Making it Harder to Vote
SB 1 also rolled back some options for early voting. The law banned drive-in voting, which was popularized during the pandemic. It also limits early-voting hours to 6 a.m. to 10 p.m. and bans 24-hour voting centers which our nurses and police officers rely on after working long shifts.
SB 1 Goes Against Common Sense Election Integrity Rules
In Texas, only specific groups of individuals qualify for mail-in voting in the first place: those over 65 years old, people with disabilities, pregnant women who are close to their due date, people who are out of town, or people who are in jail but still eligible to vote
The bill makes it a crime to compensate people who help mail voters. This means organizations can no longer have their employees assist voters who have disabilities or limited literacy, many of whom are elderly and need the help.

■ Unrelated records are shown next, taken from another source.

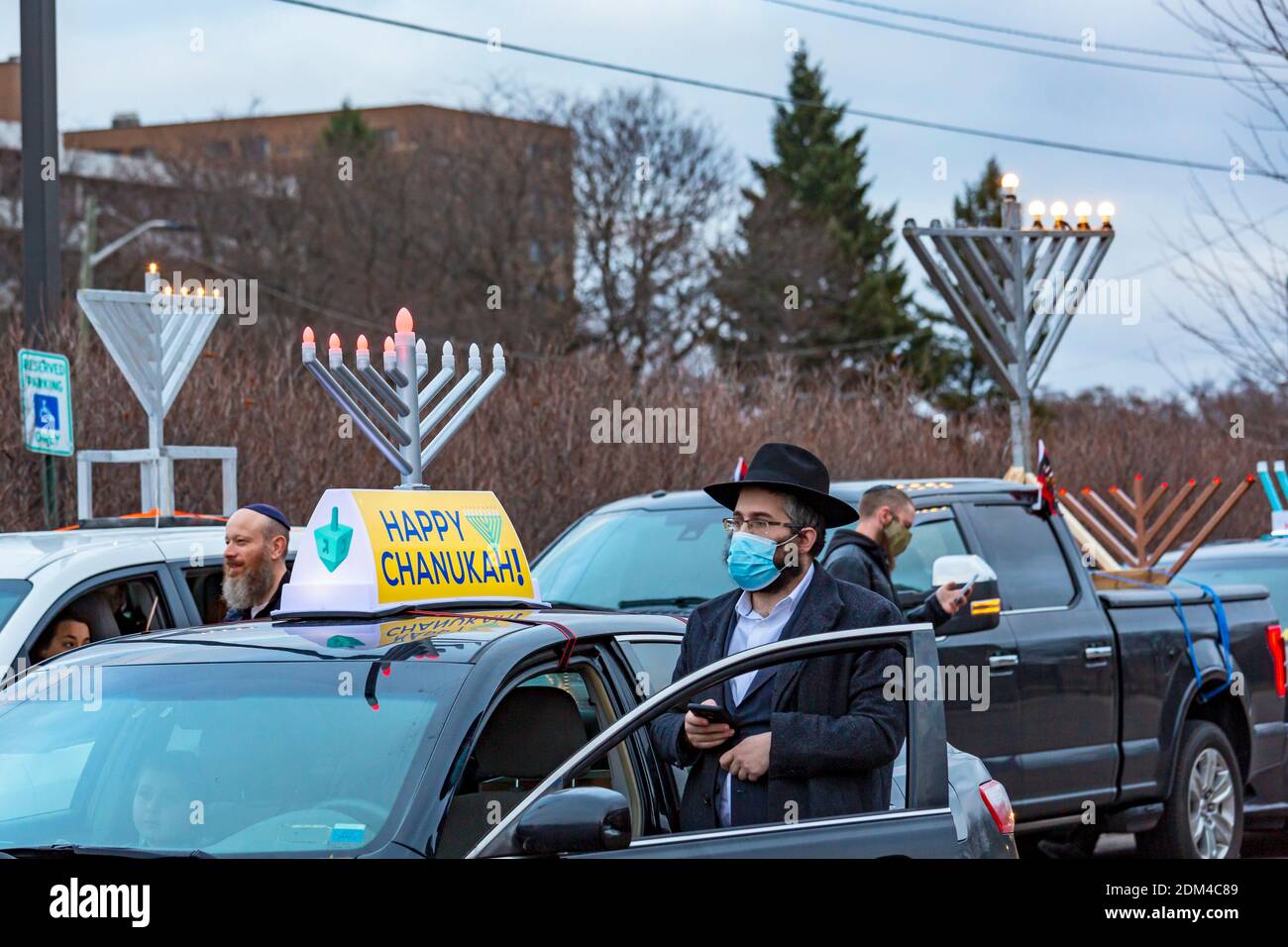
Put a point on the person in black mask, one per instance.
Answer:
(866, 554)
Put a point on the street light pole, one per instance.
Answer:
(42, 243)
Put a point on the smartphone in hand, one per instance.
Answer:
(711, 712)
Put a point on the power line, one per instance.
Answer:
(785, 99)
(1010, 48)
(1050, 38)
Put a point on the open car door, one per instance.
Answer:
(559, 818)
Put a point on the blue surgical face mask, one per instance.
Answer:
(751, 561)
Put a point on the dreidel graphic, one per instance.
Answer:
(333, 541)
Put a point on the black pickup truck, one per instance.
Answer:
(1098, 710)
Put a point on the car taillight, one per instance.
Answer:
(999, 805)
(1275, 639)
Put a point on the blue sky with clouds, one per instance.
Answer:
(263, 55)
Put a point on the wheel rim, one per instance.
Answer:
(1211, 804)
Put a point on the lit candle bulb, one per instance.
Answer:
(1037, 210)
(1082, 210)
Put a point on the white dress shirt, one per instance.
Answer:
(752, 630)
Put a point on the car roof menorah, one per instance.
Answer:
(155, 338)
(1134, 541)
(1278, 508)
(1016, 289)
(387, 406)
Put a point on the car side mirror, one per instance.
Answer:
(984, 607)
(583, 818)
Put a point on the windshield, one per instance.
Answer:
(636, 560)
(12, 592)
(1271, 574)
(263, 758)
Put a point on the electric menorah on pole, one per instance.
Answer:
(1016, 289)
(387, 406)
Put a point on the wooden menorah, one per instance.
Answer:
(1134, 540)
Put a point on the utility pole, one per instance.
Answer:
(42, 234)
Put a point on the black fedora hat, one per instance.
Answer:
(789, 470)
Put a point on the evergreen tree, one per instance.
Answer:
(966, 379)
(348, 132)
(812, 268)
(980, 205)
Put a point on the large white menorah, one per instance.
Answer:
(386, 407)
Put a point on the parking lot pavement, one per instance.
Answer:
(1254, 845)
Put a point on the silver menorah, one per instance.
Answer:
(386, 406)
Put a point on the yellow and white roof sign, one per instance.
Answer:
(375, 551)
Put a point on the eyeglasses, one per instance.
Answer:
(735, 523)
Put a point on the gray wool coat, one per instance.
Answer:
(833, 735)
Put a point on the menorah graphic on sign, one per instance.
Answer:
(487, 523)
(387, 406)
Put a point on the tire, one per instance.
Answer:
(1203, 814)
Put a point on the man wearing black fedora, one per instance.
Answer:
(806, 738)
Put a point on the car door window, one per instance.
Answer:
(205, 582)
(125, 605)
(653, 667)
(1022, 549)
(533, 728)
(877, 791)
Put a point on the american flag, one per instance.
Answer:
(1044, 504)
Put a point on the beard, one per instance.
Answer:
(249, 589)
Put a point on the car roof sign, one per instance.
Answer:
(377, 552)
(373, 552)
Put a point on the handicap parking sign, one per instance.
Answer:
(44, 382)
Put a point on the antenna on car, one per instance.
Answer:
(155, 338)
(386, 406)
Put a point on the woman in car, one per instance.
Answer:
(68, 630)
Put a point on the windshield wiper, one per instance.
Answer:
(679, 602)
(65, 849)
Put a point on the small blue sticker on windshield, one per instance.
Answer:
(347, 834)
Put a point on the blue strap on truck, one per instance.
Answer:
(1223, 628)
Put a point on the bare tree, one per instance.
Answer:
(652, 188)
(1240, 277)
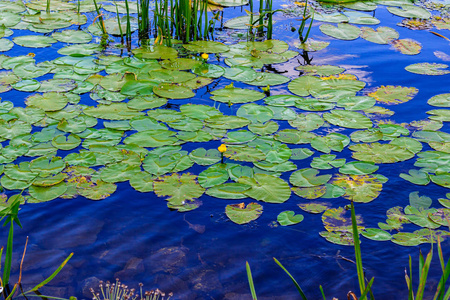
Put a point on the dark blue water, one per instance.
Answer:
(201, 254)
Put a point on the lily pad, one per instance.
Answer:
(266, 188)
(348, 119)
(286, 218)
(428, 69)
(382, 35)
(407, 46)
(380, 153)
(394, 94)
(180, 188)
(241, 214)
(343, 31)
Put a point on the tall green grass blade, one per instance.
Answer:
(368, 288)
(424, 275)
(358, 258)
(250, 281)
(321, 291)
(8, 254)
(409, 281)
(51, 276)
(292, 278)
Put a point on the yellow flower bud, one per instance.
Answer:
(222, 148)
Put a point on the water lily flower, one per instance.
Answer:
(222, 148)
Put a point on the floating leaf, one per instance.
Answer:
(376, 234)
(308, 178)
(289, 217)
(314, 207)
(179, 187)
(236, 95)
(428, 69)
(407, 46)
(348, 119)
(231, 190)
(380, 153)
(310, 193)
(343, 31)
(394, 94)
(266, 188)
(359, 188)
(241, 214)
(410, 11)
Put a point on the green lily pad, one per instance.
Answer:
(441, 100)
(312, 45)
(380, 153)
(382, 35)
(343, 31)
(348, 119)
(320, 70)
(72, 36)
(180, 188)
(314, 207)
(244, 153)
(48, 101)
(214, 175)
(266, 188)
(356, 102)
(236, 95)
(376, 234)
(308, 178)
(66, 143)
(286, 218)
(344, 238)
(173, 91)
(204, 157)
(5, 45)
(428, 69)
(334, 220)
(206, 47)
(358, 168)
(263, 129)
(416, 176)
(241, 214)
(226, 122)
(310, 193)
(359, 188)
(407, 46)
(255, 113)
(394, 94)
(410, 11)
(98, 190)
(232, 190)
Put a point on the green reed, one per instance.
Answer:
(186, 20)
(264, 19)
(143, 7)
(305, 17)
(100, 19)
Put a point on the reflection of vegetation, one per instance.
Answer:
(119, 291)
(10, 212)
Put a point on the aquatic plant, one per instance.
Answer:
(305, 17)
(10, 212)
(120, 291)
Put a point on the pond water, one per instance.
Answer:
(195, 249)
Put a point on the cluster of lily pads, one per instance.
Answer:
(58, 146)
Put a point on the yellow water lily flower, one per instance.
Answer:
(222, 148)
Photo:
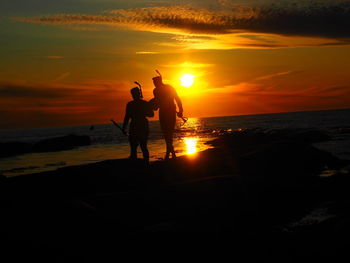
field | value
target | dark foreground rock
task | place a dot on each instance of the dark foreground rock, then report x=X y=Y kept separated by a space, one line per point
x=14 y=148
x=222 y=202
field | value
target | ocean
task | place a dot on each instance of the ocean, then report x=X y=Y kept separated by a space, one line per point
x=109 y=143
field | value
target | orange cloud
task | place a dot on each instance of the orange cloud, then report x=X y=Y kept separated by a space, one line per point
x=282 y=24
x=32 y=104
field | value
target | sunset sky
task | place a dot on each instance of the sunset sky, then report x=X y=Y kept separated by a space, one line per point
x=72 y=62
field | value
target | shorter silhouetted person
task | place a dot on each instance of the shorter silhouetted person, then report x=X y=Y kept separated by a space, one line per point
x=165 y=97
x=137 y=110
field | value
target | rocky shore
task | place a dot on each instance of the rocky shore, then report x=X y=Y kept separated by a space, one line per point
x=256 y=195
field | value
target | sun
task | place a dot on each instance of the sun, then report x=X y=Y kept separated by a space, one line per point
x=187 y=80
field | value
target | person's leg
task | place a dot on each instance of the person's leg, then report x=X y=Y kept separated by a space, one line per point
x=167 y=122
x=133 y=147
x=145 y=152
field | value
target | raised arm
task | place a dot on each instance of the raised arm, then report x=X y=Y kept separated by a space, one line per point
x=179 y=104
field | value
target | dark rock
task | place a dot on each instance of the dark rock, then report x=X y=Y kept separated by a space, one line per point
x=14 y=148
x=287 y=159
x=61 y=143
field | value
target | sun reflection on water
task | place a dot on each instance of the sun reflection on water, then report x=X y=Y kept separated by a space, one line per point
x=191 y=145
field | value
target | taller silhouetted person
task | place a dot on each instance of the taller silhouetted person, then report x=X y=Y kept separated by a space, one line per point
x=137 y=110
x=165 y=97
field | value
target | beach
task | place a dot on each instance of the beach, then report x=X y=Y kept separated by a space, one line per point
x=259 y=195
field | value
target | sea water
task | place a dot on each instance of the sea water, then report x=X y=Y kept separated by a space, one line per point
x=109 y=143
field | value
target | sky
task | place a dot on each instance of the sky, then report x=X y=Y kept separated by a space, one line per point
x=73 y=62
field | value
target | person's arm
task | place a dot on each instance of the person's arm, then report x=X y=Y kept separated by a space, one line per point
x=126 y=118
x=149 y=110
x=179 y=104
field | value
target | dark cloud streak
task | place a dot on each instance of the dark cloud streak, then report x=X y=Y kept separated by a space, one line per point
x=291 y=18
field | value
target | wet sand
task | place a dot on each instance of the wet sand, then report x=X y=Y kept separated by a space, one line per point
x=256 y=195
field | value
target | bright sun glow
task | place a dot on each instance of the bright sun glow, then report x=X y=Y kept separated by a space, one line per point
x=187 y=80
x=191 y=145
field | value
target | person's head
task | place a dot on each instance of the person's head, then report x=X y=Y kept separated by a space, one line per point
x=157 y=81
x=135 y=93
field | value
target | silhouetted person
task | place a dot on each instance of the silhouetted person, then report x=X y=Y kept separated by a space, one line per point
x=137 y=110
x=164 y=97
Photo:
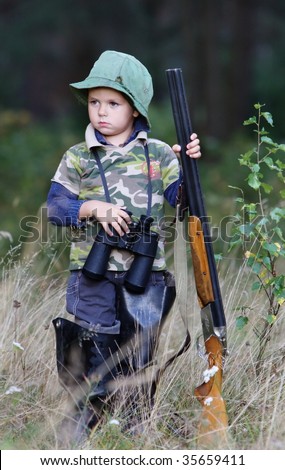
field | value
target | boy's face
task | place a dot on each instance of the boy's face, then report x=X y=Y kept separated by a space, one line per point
x=111 y=114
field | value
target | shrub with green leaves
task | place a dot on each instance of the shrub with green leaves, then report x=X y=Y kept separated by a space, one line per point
x=259 y=227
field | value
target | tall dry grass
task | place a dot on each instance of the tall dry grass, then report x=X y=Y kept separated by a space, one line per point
x=33 y=404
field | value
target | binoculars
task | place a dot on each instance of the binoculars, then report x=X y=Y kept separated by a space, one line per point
x=140 y=240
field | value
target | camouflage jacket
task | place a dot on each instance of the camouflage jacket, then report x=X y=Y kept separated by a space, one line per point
x=126 y=174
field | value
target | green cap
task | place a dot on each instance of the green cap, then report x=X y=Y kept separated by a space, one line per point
x=123 y=73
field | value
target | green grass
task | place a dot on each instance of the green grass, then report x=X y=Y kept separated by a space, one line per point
x=30 y=418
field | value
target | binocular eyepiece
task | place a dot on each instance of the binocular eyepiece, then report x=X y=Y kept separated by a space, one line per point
x=140 y=240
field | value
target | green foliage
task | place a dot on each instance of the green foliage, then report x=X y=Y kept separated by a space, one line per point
x=259 y=228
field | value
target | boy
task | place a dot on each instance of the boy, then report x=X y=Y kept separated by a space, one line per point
x=112 y=188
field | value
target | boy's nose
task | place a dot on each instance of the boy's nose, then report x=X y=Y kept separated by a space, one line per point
x=102 y=110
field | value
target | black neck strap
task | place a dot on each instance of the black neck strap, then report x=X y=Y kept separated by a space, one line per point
x=105 y=185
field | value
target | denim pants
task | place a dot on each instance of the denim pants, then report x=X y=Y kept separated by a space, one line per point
x=95 y=301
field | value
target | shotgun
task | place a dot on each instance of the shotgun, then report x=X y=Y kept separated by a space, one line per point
x=213 y=424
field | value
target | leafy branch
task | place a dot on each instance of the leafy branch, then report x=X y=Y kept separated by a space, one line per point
x=260 y=229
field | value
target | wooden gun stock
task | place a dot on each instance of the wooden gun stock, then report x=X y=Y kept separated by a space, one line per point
x=214 y=421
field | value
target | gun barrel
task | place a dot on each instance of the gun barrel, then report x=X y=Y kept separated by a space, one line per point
x=192 y=185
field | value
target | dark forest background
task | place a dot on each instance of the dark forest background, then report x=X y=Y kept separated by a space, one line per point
x=231 y=53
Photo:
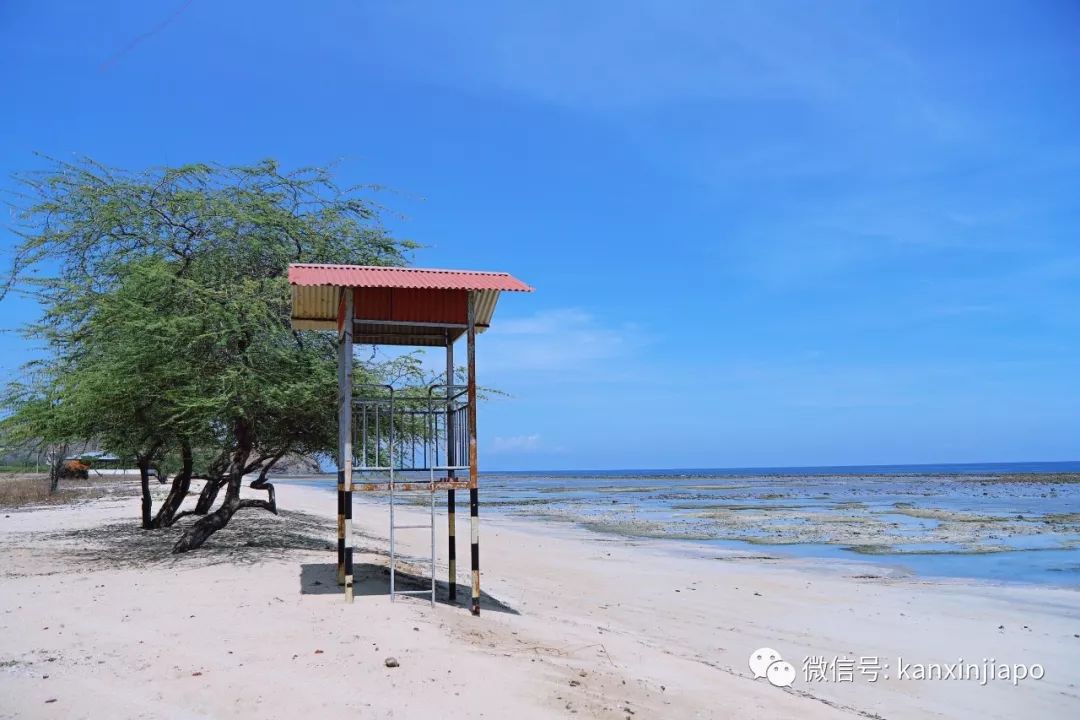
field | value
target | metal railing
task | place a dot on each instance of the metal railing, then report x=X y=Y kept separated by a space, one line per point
x=407 y=433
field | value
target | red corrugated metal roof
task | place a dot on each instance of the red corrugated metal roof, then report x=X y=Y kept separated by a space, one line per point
x=345 y=275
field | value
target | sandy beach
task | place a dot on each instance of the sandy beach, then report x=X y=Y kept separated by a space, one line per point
x=98 y=621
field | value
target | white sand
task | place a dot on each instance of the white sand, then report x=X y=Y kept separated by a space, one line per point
x=602 y=627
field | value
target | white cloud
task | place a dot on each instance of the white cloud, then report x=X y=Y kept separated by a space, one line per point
x=569 y=341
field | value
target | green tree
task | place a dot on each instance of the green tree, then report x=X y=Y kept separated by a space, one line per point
x=166 y=318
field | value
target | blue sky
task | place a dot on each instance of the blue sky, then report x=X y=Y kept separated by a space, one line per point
x=761 y=233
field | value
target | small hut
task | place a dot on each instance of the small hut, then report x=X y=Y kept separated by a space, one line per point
x=385 y=439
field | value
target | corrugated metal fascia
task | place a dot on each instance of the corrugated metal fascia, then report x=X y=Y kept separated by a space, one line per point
x=413 y=277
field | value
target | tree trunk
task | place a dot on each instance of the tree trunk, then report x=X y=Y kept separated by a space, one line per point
x=200 y=532
x=144 y=478
x=56 y=466
x=181 y=484
x=261 y=484
x=208 y=493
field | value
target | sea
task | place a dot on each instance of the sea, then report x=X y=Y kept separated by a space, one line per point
x=1001 y=522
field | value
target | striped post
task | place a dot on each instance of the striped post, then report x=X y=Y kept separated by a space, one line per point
x=450 y=460
x=473 y=470
x=345 y=444
x=453 y=548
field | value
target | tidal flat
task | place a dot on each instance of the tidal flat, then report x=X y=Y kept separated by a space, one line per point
x=999 y=527
x=995 y=526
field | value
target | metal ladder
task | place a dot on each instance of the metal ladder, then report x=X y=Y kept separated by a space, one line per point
x=426 y=425
x=394 y=492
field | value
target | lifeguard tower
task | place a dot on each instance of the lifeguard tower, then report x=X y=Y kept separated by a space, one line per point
x=393 y=442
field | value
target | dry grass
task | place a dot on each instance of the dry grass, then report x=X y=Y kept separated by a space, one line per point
x=31 y=489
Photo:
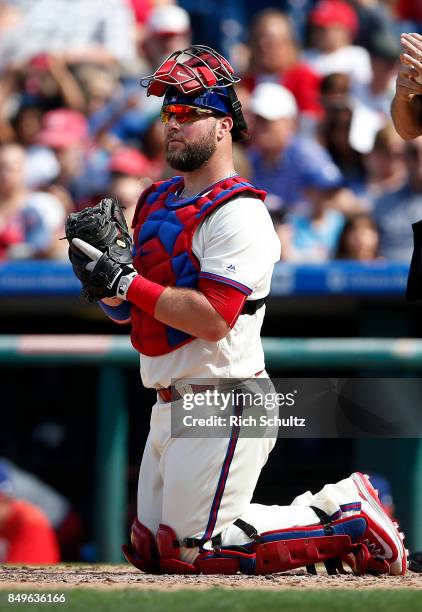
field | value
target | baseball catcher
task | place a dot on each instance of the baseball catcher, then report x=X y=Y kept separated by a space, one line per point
x=194 y=292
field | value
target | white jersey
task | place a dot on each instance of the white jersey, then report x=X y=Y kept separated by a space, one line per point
x=236 y=242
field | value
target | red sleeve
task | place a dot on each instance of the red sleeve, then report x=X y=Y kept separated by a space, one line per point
x=31 y=538
x=226 y=300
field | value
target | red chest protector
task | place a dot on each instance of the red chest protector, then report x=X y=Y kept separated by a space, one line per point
x=164 y=226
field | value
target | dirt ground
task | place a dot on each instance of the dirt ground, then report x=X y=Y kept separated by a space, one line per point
x=124 y=576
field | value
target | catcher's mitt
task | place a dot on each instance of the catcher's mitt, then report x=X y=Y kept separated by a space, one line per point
x=104 y=227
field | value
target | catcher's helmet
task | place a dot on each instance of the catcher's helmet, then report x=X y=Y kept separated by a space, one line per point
x=199 y=76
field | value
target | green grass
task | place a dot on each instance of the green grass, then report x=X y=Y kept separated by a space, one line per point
x=90 y=600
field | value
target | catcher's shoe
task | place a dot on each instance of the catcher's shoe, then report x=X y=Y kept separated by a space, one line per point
x=381 y=537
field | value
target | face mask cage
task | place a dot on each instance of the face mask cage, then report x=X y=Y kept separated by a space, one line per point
x=191 y=70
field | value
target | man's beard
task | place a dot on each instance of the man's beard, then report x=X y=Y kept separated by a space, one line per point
x=194 y=154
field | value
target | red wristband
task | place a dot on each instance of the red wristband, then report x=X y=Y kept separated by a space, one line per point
x=144 y=294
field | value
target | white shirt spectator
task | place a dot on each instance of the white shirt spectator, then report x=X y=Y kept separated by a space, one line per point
x=351 y=60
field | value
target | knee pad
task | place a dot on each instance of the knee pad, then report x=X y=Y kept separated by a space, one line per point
x=143 y=552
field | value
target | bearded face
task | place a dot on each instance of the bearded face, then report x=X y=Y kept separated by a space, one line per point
x=189 y=154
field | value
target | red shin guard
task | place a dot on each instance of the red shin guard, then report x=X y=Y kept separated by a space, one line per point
x=143 y=553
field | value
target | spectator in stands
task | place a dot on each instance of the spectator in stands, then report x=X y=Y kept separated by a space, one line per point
x=375 y=16
x=30 y=222
x=130 y=174
x=275 y=58
x=26 y=535
x=359 y=239
x=379 y=92
x=283 y=163
x=336 y=136
x=168 y=28
x=411 y=10
x=385 y=165
x=395 y=212
x=82 y=31
x=312 y=236
x=83 y=167
x=333 y=26
x=63 y=518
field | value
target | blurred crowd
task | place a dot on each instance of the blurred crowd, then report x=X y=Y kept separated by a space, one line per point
x=318 y=80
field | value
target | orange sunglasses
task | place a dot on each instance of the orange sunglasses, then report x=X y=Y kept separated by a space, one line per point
x=184 y=113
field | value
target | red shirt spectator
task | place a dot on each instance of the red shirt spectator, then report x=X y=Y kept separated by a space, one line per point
x=274 y=57
x=25 y=534
x=410 y=9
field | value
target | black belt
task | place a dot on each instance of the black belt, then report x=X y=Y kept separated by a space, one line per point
x=251 y=306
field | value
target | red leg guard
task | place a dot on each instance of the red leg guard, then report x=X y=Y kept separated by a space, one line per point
x=284 y=555
x=143 y=554
x=168 y=549
x=207 y=562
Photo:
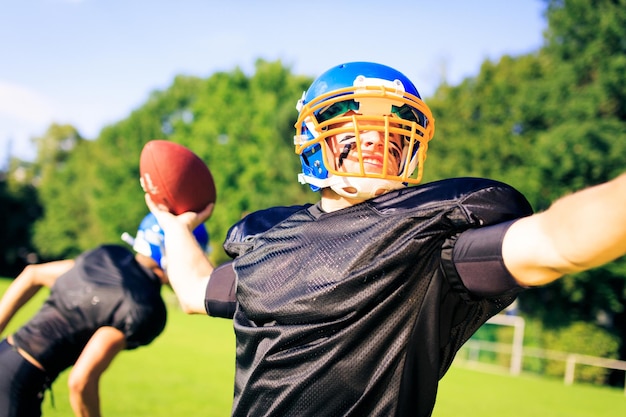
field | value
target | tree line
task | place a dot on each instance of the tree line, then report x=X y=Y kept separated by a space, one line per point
x=548 y=122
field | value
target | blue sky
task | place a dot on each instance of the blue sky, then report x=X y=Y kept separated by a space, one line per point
x=89 y=63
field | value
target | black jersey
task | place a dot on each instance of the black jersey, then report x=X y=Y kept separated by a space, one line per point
x=350 y=313
x=106 y=287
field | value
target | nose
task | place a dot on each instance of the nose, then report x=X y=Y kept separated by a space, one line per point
x=371 y=139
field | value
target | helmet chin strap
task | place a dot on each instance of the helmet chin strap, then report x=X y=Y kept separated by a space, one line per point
x=353 y=187
x=363 y=188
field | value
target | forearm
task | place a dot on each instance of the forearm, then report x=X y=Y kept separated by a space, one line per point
x=188 y=268
x=588 y=228
x=580 y=231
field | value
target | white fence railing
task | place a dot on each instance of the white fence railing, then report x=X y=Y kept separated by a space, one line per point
x=473 y=348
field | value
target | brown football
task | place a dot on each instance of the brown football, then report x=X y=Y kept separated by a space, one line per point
x=175 y=177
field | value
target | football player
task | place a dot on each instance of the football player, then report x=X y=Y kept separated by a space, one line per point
x=358 y=304
x=106 y=300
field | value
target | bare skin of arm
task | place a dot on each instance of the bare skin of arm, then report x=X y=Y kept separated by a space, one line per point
x=580 y=231
x=84 y=378
x=27 y=284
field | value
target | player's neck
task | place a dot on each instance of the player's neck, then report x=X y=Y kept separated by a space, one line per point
x=331 y=201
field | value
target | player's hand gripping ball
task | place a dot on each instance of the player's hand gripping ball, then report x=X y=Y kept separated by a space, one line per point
x=175 y=177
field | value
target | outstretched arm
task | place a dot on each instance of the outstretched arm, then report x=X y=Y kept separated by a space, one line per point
x=188 y=268
x=26 y=285
x=84 y=378
x=580 y=231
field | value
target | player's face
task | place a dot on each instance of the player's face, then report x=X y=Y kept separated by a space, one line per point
x=346 y=154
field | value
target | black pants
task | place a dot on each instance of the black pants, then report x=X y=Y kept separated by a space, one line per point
x=22 y=384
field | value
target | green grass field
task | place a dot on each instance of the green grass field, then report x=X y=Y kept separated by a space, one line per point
x=189 y=370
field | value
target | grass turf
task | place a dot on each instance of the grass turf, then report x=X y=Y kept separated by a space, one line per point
x=189 y=370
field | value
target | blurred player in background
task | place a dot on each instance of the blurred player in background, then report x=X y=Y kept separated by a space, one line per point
x=106 y=300
x=358 y=304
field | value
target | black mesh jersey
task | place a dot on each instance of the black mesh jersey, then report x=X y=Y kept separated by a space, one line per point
x=349 y=313
x=106 y=287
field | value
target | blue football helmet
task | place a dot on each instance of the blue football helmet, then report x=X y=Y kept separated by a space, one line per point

While SB 1 disenfranchises voters, it actually empowers poll watchers to act out of turn. If poll watchers go beyond their call of duty by harassing or intimidating voters, SB 1 threatens poll workers with criminal prosecution for stopping them.
Protecting Election Integrity in Texas
The American vote must be protected so that our values are reflected in our government. But Texas SB 7 is silencing American citizens by stamping out our freedom to vote.
At this point, this is more than a law. This is an intentional effort to make it harder for hard-working Americans to vote.